On-premise backup is constrained by the amount of available storage and there's always a risk of under - or over-provisioning. But cloud storage is, effectively, bottomless. This means that backing up to the cloud is more efficient, scalable and cost-effective than on-premise backup. This is why cloud-ready backup solutions like Commvault are so attractive. 'Commvault lets people back up TO Azure and IN Azure,' says Commvault's Edward Hyde.

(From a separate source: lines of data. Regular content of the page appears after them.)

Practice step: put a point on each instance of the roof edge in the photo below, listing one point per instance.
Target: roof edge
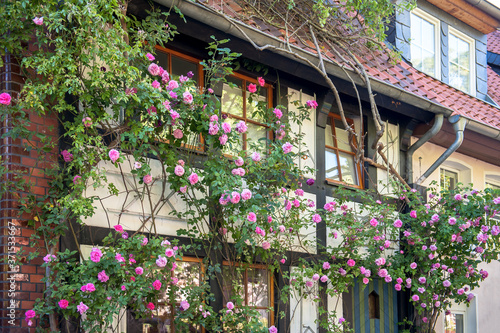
(209, 17)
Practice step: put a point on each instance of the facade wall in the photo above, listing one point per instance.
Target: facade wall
(21, 285)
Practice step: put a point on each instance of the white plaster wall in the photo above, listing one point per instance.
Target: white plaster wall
(107, 213)
(390, 139)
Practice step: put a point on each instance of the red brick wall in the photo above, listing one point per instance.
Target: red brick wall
(25, 278)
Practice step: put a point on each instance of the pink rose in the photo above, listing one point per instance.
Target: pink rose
(178, 134)
(82, 308)
(157, 285)
(87, 122)
(147, 179)
(187, 97)
(239, 161)
(173, 85)
(241, 127)
(38, 20)
(312, 104)
(235, 197)
(114, 155)
(63, 304)
(154, 69)
(252, 87)
(246, 194)
(96, 254)
(278, 113)
(252, 217)
(155, 84)
(287, 147)
(193, 178)
(5, 98)
(179, 170)
(102, 276)
(223, 139)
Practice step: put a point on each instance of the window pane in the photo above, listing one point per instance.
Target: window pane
(348, 168)
(251, 107)
(232, 97)
(264, 319)
(329, 135)
(182, 66)
(423, 45)
(254, 134)
(232, 283)
(454, 323)
(449, 179)
(162, 59)
(257, 285)
(342, 136)
(332, 170)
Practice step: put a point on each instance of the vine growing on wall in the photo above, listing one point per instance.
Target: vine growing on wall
(139, 141)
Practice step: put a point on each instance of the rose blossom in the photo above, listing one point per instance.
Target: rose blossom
(147, 179)
(5, 98)
(193, 178)
(287, 147)
(63, 304)
(246, 194)
(102, 276)
(96, 254)
(252, 87)
(38, 20)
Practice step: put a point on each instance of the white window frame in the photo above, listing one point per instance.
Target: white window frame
(450, 169)
(460, 313)
(472, 58)
(437, 40)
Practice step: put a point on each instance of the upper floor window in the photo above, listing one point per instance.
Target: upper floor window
(461, 61)
(235, 102)
(339, 153)
(448, 179)
(425, 43)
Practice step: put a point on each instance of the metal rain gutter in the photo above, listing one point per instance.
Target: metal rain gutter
(486, 7)
(458, 124)
(436, 127)
(209, 17)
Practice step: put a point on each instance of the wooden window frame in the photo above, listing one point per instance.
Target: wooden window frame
(437, 40)
(201, 83)
(360, 185)
(169, 305)
(270, 286)
(245, 81)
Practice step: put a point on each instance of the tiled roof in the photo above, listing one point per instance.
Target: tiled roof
(494, 85)
(401, 75)
(494, 42)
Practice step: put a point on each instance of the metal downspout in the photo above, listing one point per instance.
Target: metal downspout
(438, 122)
(458, 124)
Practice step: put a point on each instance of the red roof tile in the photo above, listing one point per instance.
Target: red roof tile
(494, 85)
(404, 76)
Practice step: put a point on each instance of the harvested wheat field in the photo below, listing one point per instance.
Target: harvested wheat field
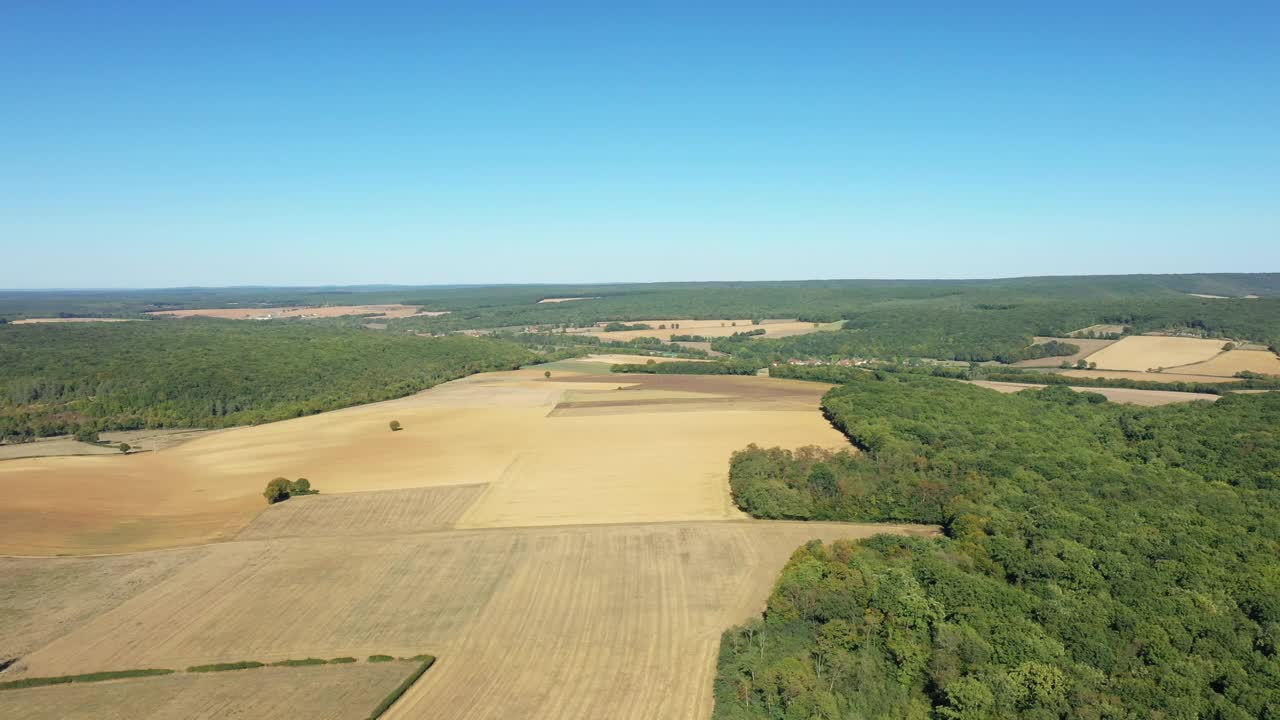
(324, 692)
(138, 441)
(1129, 396)
(1228, 364)
(503, 429)
(1087, 347)
(1144, 352)
(301, 311)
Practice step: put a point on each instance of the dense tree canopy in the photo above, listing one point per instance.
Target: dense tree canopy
(1100, 560)
(215, 373)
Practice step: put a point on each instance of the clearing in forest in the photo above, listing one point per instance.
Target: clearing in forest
(1087, 347)
(1144, 352)
(1228, 364)
(1097, 329)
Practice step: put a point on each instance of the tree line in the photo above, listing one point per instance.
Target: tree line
(1098, 561)
(197, 373)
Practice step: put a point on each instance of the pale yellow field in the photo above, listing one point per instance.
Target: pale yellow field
(540, 623)
(325, 692)
(543, 468)
(562, 557)
(708, 328)
(1228, 364)
(1143, 352)
(138, 441)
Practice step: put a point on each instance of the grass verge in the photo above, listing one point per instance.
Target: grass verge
(426, 661)
(85, 678)
(224, 666)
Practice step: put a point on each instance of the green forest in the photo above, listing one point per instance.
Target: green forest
(58, 378)
(1098, 561)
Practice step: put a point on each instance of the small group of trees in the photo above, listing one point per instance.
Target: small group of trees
(282, 488)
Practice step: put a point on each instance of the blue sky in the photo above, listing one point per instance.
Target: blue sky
(156, 145)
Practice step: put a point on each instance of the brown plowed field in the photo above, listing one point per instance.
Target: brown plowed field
(324, 692)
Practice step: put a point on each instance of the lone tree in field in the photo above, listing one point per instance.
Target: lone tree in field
(277, 491)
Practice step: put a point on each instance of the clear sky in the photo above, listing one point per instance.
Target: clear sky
(172, 144)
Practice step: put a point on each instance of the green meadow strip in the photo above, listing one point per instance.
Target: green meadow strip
(403, 687)
(85, 678)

Watch Edward Hyde, Commvault's Channel and Alliances Director, discuss their comprehensive end-to-end data management and protection.  

Barracuda Networks

 

Availability and backup in the cloud are important but companies also need to protect cloud systems against attack. Just moving an application or service online doesn't automatically make it secure against internet criminals. When you are migrating workloads to the cloud, consider adding security solutions, such as Barracuda's, to the mix. 'If people are making deployments on Azure, they really need to look at how the applications are secured,' says Stephen Wagstaff from Barracuda Networks and their tools can help companies do that.

Watch Stephen Wagstaff, from Barracuda Networks, explain how extra security is crucial to protecting vital business applications.

Be brave in the new world

 

It's a scary world out there, but you can use ISV solutions to give your clients the confidence to embrace the cloud. ISVs like Veeam, Barracuda and Commvault can help to protect client data and applications against emerging threats. This reassurance is fundamental to the kind of trusted advisor relationships that bring long term growth and profitability for partners.